# Home Loan Approval Prediction with TensorFlow in Google Colab

This notebook demonstrates how to load and preprocess a sample home loan dataset, build and train a neural network model using TensorFlow (with regularization techniques), and evaluate its performance by making predictions.

## Dataset Description

The sample home loan dataset contains the following attributes:
- **LoanAmount:** Requested loan amount in USD
- **InterestRate:** Loan's interest rate
- **LoanTerm:** Duration of the loan in years
- **CreditScore:** Applicant's credit score
- **AnnualIncome:** Applicant's annual income in USD
- **PropertyValue:** Estimated property value
- **EmploymentStatus:** Employment status (e.g., Employed, Self-employed, Unemployed)
- **LoanPurpose:** Purpose of the loan (e.g., Purchase, Refinance)
- **ApprovalStatus:** Target variable (0 = Rejected, 1 = Approved)

In [24]:
# Import necessary libraries
import pandas as pd
import numpy as np
import tensorflow as tf
from tensorflow.keras.models import Sequential
from tensorflow.keras.layers import Dense, Dropout
from tensorflow.keras.callbacks import EarlyStopping
from tensorflow.keras import regularizers
from sklearn.model_selection import train_test_split
from sklearn.preprocessing import MinMaxScaler, OneHotEncoder
from sklearn.compose import ColumnTransformer
from sklearn.metrics import accuracy_score

print("TensorFlow version:", tf.__version__)

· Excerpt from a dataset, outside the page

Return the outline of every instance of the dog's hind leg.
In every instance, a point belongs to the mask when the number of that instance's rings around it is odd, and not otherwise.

TensorFlow version: 2.18.0


## 1. Data Loading and Pre-processing

For demonstration purposes, we create a sample dataset. In a real assignment, you would load the data from a CSV file.

In [25]:
# Create a sample home loan dataset
data = {
    'LoanAmount': [200000, 150000, 250000, 180000, 220000, 130000, 175000, 205000, 160000, 190000],
    'InterestRate': [3.5, 4.0, 3.8, 4.2, 3.9, 4.1, 3.7, 3.6, 4.3, 3.9],
    'LoanTerm': [30, 15, 30, 20, 30, 15, 20, 30, 15, 20],
    'CreditScore': [700, 680, 720, 690, 710, 670, 705, 695, 680, 715],
    'AnnualIncome': [85000, 75000, 95000, 80000, 90000, 70000, 78000, 87000, 73000, 82000],
    'PropertyValue': [250000, 200000, 270000, 230000, 260000, 190000, 240000, 255000, 210000, 225000],
    'EmploymentStatus': ['Employed', 'Self-employed', 'Employed', 'Employed', 'Self-employed', 'Unemployed', 'Employed', 'Employed', 'Self-employed', 'Employed'],
    'LoanPurpose': ['Purchase', 'Refinance', 'Purchase', 'Purchase', 'Refinance', 'Purchase', 'Purchase', 'Refinance', 'Purchase', 'Refinance'],
    'ApprovalStatus': [1, 0, 1, 0, 1, 0, 1, 1, 0, 1]
}

df = pd.DataFrame(data)
df.head()

Unnamed: 0,LoanAmount,InterestRate,LoanTerm,CreditScore,AnnualIncome,PropertyValue,EmploymentStatus,LoanPurpose,ApprovalStatus
0,200000,3.5,30,700,85000,250000,Employed,Purchase,1
1,150000,4.0,15,680,75000,200000,Self-employed,Refinance,0
2,250000,3.8,30,720,95000,270000,Employed,Purchase,1
3,180000,4.2,20,690,80000,230000,Employed,Purchase,0
4,220000,3.9,30,710,90000,260000,Self-employed,Refinance,1


### Preprocessing

We need to preprocess our data. This includes scaling numerical features and encoding categorical variables. We then split our data into features (`X`) and our target (`ApprovalStatus`).

In [26]:
# Define numerical and categorical columns
numerical_cols = ['LoanAmount', 'InterestRate', 'LoanTerm', 'CreditScore', 'AnnualIncome', 'PropertyValue']
categorical_cols = ['EmploymentStatus', 'LoanPurpose']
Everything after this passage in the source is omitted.